NSW public hospitals are plagued by massive systemic failures, as diagnosed in the Garling report. At the same time, hospital costs are blowing out, and may yet bankrupt the NSW budget despite a massive federal bailout under the COAG agreement. The situation requires dramatic and fundamental changes to hospital management—not additional layers of bureaucratic control or more federal subsidies.
The Garling report—correct and to the point in diagnosing the failures of NSW public hospitals—failed to outline cures that can tackle the underlying causes of the healthcare crisis. Instead, it exhausts itself in numerous recommendations that amount to no more than marginal tinkering with a wrongly conceived and untenable system.

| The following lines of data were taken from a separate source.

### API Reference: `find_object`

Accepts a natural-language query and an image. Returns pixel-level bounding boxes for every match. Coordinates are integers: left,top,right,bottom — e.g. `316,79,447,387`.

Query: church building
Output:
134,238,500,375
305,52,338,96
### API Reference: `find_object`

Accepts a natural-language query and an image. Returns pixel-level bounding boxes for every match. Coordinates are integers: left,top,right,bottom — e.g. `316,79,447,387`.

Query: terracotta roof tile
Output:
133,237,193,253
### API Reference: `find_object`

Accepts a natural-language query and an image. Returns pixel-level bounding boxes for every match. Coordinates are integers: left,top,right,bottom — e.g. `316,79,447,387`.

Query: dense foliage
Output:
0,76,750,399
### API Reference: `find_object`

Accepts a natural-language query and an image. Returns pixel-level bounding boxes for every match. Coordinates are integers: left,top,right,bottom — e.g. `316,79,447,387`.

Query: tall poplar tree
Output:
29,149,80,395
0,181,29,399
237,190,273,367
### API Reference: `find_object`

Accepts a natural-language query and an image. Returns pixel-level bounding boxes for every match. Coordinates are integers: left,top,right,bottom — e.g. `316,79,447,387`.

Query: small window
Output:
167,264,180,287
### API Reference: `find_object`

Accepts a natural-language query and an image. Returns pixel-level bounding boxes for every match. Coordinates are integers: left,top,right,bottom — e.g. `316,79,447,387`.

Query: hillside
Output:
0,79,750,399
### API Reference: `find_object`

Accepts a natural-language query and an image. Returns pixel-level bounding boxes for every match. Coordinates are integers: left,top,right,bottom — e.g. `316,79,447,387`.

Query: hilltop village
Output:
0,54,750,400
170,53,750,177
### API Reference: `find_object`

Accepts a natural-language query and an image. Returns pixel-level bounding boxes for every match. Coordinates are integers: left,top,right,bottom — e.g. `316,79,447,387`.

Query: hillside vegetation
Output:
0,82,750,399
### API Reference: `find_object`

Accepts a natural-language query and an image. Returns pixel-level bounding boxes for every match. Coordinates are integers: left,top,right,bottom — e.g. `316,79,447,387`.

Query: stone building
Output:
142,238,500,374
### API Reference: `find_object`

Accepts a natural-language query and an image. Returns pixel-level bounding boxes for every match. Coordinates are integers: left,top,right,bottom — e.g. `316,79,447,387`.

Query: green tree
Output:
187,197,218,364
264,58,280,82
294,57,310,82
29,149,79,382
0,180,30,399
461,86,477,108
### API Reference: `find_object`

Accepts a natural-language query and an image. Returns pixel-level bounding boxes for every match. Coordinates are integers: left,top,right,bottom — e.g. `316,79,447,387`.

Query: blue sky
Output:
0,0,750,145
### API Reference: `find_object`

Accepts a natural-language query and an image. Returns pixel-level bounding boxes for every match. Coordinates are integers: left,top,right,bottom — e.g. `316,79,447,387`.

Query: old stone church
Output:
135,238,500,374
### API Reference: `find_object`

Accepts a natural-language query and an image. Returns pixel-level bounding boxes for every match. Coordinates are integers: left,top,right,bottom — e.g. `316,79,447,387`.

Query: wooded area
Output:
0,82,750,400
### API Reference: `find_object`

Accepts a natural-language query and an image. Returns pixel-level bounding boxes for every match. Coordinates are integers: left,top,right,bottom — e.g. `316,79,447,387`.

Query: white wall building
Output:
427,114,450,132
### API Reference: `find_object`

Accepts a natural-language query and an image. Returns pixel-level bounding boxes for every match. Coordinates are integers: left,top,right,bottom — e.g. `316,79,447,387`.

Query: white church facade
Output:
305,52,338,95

The underlying cause of the crisis is excessive, parasitic and superfluous bureaucratisation— something the health system shares with other areas of public sector service delivery in NSW, from transport and education to child protection.

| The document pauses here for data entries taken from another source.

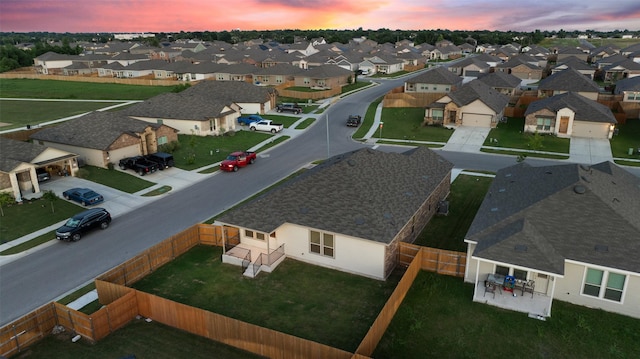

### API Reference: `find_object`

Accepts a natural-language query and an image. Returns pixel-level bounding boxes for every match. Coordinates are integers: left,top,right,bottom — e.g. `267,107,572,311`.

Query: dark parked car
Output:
62,188,104,206
36,168,51,182
146,152,175,171
56,208,111,242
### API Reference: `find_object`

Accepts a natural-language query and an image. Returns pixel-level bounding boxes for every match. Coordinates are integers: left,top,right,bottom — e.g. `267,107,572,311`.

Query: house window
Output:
582,268,626,302
431,109,444,121
309,231,335,258
536,117,551,131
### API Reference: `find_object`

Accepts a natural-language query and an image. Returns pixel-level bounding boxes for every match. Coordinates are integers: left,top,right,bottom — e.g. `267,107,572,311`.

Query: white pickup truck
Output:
249,120,284,133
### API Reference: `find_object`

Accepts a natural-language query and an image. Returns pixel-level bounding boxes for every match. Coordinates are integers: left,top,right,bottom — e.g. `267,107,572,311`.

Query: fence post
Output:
11,325,20,352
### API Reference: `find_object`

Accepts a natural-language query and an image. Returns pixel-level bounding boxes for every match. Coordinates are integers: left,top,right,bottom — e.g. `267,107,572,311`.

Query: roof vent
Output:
513,244,527,252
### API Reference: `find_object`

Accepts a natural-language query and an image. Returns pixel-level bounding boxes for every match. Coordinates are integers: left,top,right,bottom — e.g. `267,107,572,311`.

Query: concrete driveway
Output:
569,137,613,164
442,126,491,153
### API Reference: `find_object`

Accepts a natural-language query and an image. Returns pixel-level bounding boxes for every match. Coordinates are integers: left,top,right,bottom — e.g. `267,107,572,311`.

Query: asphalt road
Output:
0,73,640,325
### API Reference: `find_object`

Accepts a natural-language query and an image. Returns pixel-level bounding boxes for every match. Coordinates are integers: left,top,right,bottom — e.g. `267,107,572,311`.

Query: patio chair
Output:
482,280,497,298
521,280,536,298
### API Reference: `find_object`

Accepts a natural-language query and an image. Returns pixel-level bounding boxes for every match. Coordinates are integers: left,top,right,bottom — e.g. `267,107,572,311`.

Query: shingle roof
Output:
538,68,600,92
524,92,618,123
0,136,47,173
219,147,453,243
406,67,462,85
448,79,509,113
466,162,640,275
31,111,161,151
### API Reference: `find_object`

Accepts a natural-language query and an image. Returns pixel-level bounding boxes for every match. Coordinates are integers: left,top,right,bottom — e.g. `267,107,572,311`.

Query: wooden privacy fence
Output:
0,224,466,359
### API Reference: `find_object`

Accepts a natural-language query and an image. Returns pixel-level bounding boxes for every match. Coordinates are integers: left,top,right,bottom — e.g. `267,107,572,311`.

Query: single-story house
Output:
30,111,178,168
404,66,463,93
0,136,78,202
425,79,509,128
524,92,618,139
464,162,640,318
538,67,600,101
216,147,453,280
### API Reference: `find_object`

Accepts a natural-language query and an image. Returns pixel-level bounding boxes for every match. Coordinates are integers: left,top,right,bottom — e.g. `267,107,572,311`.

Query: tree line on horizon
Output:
0,28,640,72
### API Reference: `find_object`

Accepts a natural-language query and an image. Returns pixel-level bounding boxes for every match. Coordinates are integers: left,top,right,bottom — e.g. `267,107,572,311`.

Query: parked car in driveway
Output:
56,208,111,242
62,188,104,206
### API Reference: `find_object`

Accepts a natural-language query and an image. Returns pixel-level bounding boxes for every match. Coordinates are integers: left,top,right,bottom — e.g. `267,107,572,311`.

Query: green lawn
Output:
0,79,176,100
0,100,123,130
415,175,493,252
173,130,273,171
610,118,640,160
0,198,85,243
12,319,260,359
78,163,155,193
374,107,453,142
373,272,640,359
134,246,401,351
484,117,570,154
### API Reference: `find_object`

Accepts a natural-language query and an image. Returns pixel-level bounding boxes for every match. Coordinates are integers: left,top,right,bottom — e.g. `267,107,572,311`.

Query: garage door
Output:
571,121,609,138
462,113,491,128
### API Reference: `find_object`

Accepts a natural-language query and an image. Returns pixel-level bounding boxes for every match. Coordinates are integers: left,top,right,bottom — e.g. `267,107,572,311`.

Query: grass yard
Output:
415,175,493,252
0,198,85,243
0,100,124,130
78,163,155,193
373,272,640,359
483,117,570,154
133,246,401,351
610,118,640,159
374,107,453,142
12,319,260,359
0,79,178,100
173,131,273,171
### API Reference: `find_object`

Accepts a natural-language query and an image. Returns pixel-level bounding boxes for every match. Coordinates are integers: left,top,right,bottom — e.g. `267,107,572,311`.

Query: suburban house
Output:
122,81,245,136
30,111,178,168
524,92,617,139
425,79,509,128
0,136,78,202
465,162,640,318
404,66,463,93
478,72,522,96
538,68,600,101
216,147,453,280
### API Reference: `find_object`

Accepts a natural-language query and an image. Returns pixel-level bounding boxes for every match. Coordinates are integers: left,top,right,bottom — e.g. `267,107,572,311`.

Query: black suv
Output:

The hospital malaise can only be remedied by removing the central, bureaucratic control of hospitals and creating opportunities for spontaneous, decentralised and customer-oriented supply of hospital care. Taking for granted that many Australians want heavy subsidies to cover the cost of hospital stays, this essay explores how to provide public hospital care with less bureaucracy. We argue for a separation of the provision of access to hospitals for those in need from the production of services in government-run hospitals. Specifically, we advocate a three-pronged reform:
1. Revenue for services: Medicare should issue ‘patient vouchers’ to needy patients, which empower them to choose their hospital whenever feasible. In addition, a government agency should express demand for hospital beds in specific regions by inviting annual bids from hospital managers for publicly funded ‘bed vouchers.’ Hospitals should be obliged to earn all their revenue from these two types of vouchers and other payments for services rendered. They must be weaned off direct budget allocations.
2. Liberation from bureaucratic fiat: The growing and costly health bureaucracy in NSW imposes often disruptive central planning concepts and inflicts frivolous costs on taxpayers and clinicians. The NSW experiment with area health services, therefore, needs to be abandoned.
3. Hospital autonomy and diversity: Public hospitals should be made independent of detailed, centralised management directives. The time-tested practice of local boards should be strengthened by giving boards genuine autonomy, as long as they adhere to certain clinical and administrative standards.
The purpose of these reforms is to move the NSW hospital system from a costly, initiative stifling top-down command-and-control mode to independent, decentralised decision making. The interaction of buyers and sellers will generate useful information and, thus, improve the use of scarce resources.
Without such reforms, NSW citizens are bound to face a continuing deterioration in the quality of hospital care and will before long lose their traditional free access to hospitals.
Wolfgang Kasper is Professor of Economics emeritus, University of New South Wales.